Eventually, Linda felt well enough to search out other writers. She found a small, supportive group in Doncaster, run by Ray Hearne, which gave her the stimulus and encouragement she needed.
Mrs Jones finished penning her debut novel which has since been picked up by independent publishers The Writing Hall, based in Pontefract.
She said: “My arthritis meant all my joints had swollen up so I had very little confidence but knowing that someone believed in my book, was the first step back into believing in myself.”
With medication, little exertion and less wear and tear on her body, Mrs Jones’ condition gradually improved. It still controlled whether she had a ’good day’ or a ‘bad day’, but focusing on her writing meant she saw beyond her restrictions, and it helped her to fight against the depression that threatened to take over.

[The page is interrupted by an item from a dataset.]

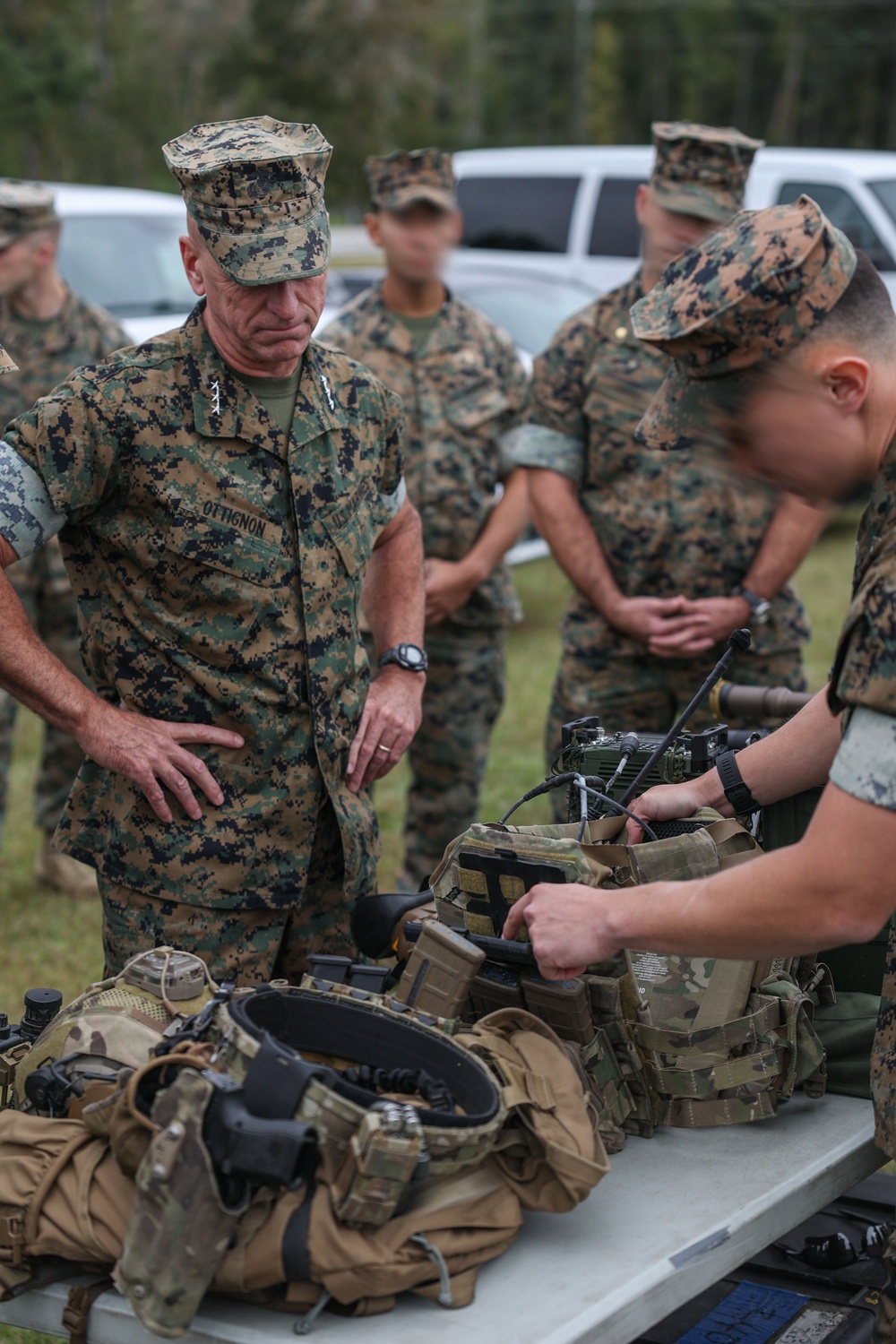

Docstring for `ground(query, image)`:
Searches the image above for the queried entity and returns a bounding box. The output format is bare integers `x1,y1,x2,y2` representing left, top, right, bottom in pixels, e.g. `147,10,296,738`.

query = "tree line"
0,0,896,218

Her first novel, A Fistful of Feathers, is in a trilogy for children aged 9-12 years, went a long way to saving her sanity.
Mrs Jones added: “When I was forced to give up nursing I felt my life was going backwards, and at speed. Now I see that it was simply changing course. I never dreamt I’d be able to make writing my career, and I truly appreciate all the help and support the medical staff, my family, and my friends, have given me to get me here.”